The repo_id can be any repo you want (as long as it is for a gguf model) and the filename is the specific model from that repo you want (in this case, the Q4 model). So the repo_id is what you copy/pasted from the top-left of the Hugging Face page, and the filename comes from the list from the earlier screenshot. This script downloads the file directly to the destination. If you’re not sure what the destination is, from your terminal where you have already navigated to your flash drive, just type pwd and copy/paste the result to the local_filepath variable. In this case, I made a folder inside my flash drive called models to store all my ggufs in, and it will park the download in there.

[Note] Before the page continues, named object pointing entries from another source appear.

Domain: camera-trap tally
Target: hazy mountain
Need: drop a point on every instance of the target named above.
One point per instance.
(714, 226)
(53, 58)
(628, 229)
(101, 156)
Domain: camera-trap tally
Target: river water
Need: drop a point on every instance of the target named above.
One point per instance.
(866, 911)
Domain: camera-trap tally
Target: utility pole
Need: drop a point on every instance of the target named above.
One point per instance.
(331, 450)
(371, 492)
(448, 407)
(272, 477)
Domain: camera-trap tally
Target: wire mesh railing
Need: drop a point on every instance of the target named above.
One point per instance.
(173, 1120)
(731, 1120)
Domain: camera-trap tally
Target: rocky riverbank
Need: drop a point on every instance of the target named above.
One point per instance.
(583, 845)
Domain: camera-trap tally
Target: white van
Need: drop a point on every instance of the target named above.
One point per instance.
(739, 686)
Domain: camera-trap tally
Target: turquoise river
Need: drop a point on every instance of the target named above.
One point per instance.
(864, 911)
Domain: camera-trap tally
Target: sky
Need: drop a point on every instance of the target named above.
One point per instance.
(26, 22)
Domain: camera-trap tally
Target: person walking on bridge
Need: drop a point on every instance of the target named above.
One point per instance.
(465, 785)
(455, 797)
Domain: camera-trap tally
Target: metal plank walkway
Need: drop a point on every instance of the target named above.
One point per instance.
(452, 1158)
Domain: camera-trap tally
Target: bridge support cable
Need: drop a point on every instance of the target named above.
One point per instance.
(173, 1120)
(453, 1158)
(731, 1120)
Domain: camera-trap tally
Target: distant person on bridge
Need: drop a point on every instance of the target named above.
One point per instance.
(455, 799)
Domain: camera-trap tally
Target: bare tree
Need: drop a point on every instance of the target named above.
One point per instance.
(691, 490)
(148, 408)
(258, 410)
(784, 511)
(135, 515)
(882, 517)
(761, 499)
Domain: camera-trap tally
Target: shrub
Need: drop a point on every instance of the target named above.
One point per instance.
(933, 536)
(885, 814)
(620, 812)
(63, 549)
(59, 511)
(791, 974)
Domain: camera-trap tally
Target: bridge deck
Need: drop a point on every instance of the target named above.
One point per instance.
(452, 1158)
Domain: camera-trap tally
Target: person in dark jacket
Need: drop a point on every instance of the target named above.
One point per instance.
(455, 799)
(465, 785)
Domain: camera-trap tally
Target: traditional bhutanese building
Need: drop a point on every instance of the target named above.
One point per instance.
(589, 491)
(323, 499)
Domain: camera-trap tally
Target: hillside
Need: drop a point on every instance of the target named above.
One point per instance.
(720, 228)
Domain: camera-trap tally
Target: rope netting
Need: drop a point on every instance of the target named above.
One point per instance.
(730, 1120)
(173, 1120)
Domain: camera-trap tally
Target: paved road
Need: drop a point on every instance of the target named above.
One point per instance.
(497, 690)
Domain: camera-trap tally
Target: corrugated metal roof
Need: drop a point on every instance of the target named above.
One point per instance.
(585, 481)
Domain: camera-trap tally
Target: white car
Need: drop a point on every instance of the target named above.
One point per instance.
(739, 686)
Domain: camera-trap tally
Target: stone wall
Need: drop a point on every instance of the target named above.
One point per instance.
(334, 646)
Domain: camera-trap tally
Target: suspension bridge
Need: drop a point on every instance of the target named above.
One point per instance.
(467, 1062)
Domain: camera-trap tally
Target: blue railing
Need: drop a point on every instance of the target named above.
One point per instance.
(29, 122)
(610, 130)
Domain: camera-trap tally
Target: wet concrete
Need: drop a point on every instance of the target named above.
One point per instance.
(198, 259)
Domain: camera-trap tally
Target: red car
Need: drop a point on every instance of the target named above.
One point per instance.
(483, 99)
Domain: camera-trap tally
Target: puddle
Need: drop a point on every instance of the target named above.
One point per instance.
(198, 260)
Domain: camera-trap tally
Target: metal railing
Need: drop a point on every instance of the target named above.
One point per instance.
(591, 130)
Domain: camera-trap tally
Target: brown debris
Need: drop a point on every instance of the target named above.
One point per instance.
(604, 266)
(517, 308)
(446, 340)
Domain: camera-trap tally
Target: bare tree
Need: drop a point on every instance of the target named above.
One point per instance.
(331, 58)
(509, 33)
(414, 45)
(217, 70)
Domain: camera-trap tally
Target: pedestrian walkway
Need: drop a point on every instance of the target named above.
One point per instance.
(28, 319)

Once it’s configured properly and saved to your flash drive, make it executable with chmod +x download.py. Then run it by typing python download.py or it may be python3 download.py depending on your installed version. This will take a good 10 minutes depending on the size of the model you’ve chosen.

Test it out

With llamafile and your models installed, you should now be able to run your models locally on your machine! The first thing you need to do is find the downloaded gguf file itself. No, it’s not the directory that appeared in your flash drive! Usually it’s going to be in a random file within the snapshots directory. Something like this:

.
└── models--jartine--llava-v1.5-7B-GGUF
    ├── blobs
    │   └── c91ebf0a628ceb25e374df23ad966cc1bf1514b33fecf4f0073f9619dec5b3f9
    ├── refs
    │   └── main
    └── snapshots
        └── a97b4a03329e8ff35bdd9ae0d44bae42d9703975
            ├── llava-v1.5-7b-mmproj-Q4_0.gguf
            └── llava-v1.5-7b-Q4_K.gguf -> ../../blobs/c91ebf0a628ceb25e374df23a

So make sure you understand and get the file path to the actual gguf. You can navigate to it in your terminal and type pwd to copy it and cd.. yourself back to the top-level directory of your flash drive, or you can copy the file-path in your file explorer, depending on your OS. Once you have it, you can run it like this:

./llamafile -m models/llava/models--jartine--llava-v1.5-7B-GGUF/snapshots/a97b4a03329e8ff35bdd9ae0d44bae42d9703975/llava-v1.5-7b-Q4_K.gguf --mmproj models/llava/models--jartine--llava-v1.5-7B-GGUF/snapshots/a97b4a03329e8ff35bdd9ae0d44bae42d9703975/llava-v1.5-7b-mmproj-Q4_0.gguf


./llamafile will run the llamafile program you got from github, and the -m flag describes the model. In this case, replace the text I have here with the actual path to your model (the gguf file). The –mmproj flag is only necessary for multimodal models like llava, and can be omitted if you’re running something like mistral. In the case of the -mmproj flag you still need to use your actual filepath. Ask chat GPT for help if you get stuck formatting this command :p

If it worked, a new window should pop open in your browser at https://localhost:8080/. It may take a few minutes, though!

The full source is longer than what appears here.